Puccini - Tosca - "Recondita armonia"
Mascagni - Cavalleria Rusticana - "Mamma, quel vino"
Giordano - Fedora - "Amor ti vieta"
Flotow - Martha - "Ach so fromm"
Tchaikovsky - Eugen Onegin - "Kuda... kuda"
R. Strauss - Der Rosenkavalier - "Di rigori armato il seno"
Verdi - Un ballo in maschera - "Forse la soglia attinse"
Donizetti - Don Pasquale - "Com'è gentil"
Donizetti - La favorita - "Favorita del re"
Bizet - Carmen - "La fleur que tu m'avais jetée"

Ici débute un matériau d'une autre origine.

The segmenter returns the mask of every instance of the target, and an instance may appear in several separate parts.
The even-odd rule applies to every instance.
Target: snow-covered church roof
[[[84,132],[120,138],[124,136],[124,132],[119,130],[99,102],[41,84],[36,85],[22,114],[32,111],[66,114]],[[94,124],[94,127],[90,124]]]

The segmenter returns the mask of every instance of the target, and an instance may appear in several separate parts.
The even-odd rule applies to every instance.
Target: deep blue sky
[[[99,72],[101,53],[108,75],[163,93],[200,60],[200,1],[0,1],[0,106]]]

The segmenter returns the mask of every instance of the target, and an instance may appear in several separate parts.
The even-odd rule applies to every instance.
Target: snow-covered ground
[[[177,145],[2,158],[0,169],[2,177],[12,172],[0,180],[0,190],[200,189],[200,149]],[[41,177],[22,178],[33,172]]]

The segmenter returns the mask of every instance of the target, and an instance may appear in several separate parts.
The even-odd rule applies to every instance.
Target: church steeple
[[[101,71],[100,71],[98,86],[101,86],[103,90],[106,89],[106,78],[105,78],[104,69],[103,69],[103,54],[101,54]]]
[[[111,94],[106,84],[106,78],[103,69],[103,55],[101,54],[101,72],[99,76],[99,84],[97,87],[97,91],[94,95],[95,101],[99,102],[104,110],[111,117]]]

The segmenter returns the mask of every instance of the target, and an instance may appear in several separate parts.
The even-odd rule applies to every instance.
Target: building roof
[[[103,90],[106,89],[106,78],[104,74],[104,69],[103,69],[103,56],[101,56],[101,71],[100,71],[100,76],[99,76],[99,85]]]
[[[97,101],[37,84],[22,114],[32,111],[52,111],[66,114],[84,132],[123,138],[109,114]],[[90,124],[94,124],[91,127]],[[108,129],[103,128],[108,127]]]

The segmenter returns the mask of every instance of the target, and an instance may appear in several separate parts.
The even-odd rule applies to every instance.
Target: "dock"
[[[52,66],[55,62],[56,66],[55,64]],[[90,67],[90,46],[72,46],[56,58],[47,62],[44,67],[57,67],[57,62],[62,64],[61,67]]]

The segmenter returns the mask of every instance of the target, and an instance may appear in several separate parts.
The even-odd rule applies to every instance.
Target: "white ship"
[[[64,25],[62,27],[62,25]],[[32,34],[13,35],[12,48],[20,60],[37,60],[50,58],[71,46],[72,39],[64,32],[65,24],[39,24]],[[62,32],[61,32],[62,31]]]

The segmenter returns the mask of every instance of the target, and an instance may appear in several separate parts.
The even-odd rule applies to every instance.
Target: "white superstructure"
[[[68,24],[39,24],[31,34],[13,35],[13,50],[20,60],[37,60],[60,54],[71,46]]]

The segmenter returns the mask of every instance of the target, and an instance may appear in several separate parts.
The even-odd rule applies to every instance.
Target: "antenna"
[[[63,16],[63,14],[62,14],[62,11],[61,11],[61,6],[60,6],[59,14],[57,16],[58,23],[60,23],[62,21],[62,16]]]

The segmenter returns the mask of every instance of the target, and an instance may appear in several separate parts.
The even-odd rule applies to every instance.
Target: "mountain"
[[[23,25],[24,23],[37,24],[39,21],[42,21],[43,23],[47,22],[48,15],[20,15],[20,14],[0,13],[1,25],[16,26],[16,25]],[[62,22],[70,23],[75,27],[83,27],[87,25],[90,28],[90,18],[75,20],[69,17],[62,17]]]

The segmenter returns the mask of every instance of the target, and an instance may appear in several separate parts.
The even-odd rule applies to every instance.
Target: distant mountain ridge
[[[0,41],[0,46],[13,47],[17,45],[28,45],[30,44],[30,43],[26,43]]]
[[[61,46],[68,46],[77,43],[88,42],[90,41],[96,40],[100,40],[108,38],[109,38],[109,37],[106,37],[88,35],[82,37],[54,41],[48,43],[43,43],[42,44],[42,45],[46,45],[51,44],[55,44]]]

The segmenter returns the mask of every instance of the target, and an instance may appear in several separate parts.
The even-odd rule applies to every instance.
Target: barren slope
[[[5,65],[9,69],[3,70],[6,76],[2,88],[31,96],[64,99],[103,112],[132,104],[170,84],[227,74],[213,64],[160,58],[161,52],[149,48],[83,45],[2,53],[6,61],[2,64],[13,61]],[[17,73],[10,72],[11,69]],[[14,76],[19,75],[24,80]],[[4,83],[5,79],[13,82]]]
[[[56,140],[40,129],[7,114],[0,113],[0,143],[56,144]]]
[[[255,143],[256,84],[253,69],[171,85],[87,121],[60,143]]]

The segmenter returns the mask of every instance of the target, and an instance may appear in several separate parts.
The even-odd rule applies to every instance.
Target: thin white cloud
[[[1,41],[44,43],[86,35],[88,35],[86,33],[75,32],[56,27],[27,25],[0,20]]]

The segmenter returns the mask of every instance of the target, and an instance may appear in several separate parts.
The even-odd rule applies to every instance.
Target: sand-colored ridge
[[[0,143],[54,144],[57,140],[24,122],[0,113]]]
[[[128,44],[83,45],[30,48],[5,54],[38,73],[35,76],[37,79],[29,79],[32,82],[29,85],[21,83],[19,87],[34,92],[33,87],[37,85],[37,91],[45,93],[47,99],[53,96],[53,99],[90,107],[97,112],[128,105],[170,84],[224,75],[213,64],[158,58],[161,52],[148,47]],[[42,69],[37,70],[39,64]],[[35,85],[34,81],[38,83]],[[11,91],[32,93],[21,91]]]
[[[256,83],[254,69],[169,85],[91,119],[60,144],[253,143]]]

Bizet - Les pêcheurs de perles
"A cette voix... je crois entendre encore"
Verdi - Ernani
"Padre, con essi intrepido...Odi il voto... sprezzo la vita"
Bayerischer Rundfunkchor
Münchner Rundfunkorchester
Michel Plasson, direction
Enregistré à Munich 13-17 juin 2005 (Bavaria Studio)
et 25 sept. 2005 (Studio 1, Bayerischer Rundfunk)
CD Virgin Classics durée : 62'13 - 0946-344733 2 3
DVD Bonus : Le Making of du CD (Durée 40 min. env)
Deux ans après son premier disque, consacré
à l’opéra italien, qui m’avait moyennement
convaincu, et douze mois exactement après son CD d’airs français
enthousiasmant en revanche, tous deux chez Virgin Classics,
Rollando Villazòn nous propose une troisième série
d’airs, en quatre langues, qui explore certains rôles non
encore inscrits à son répertoire. Après ces deux
premières publications, l’enjeu est donc clair : stop
ou encore ?
Commençons par l’accessoire : la moindre
originalité de ce CD n’est pas d’être
accompagné d’un DVD retraçant, en quarante minutes,
les conditions d’enregistrement du disque, avec des airs
intégraux (La fleur, Kuda, Les pêcheurs de perle)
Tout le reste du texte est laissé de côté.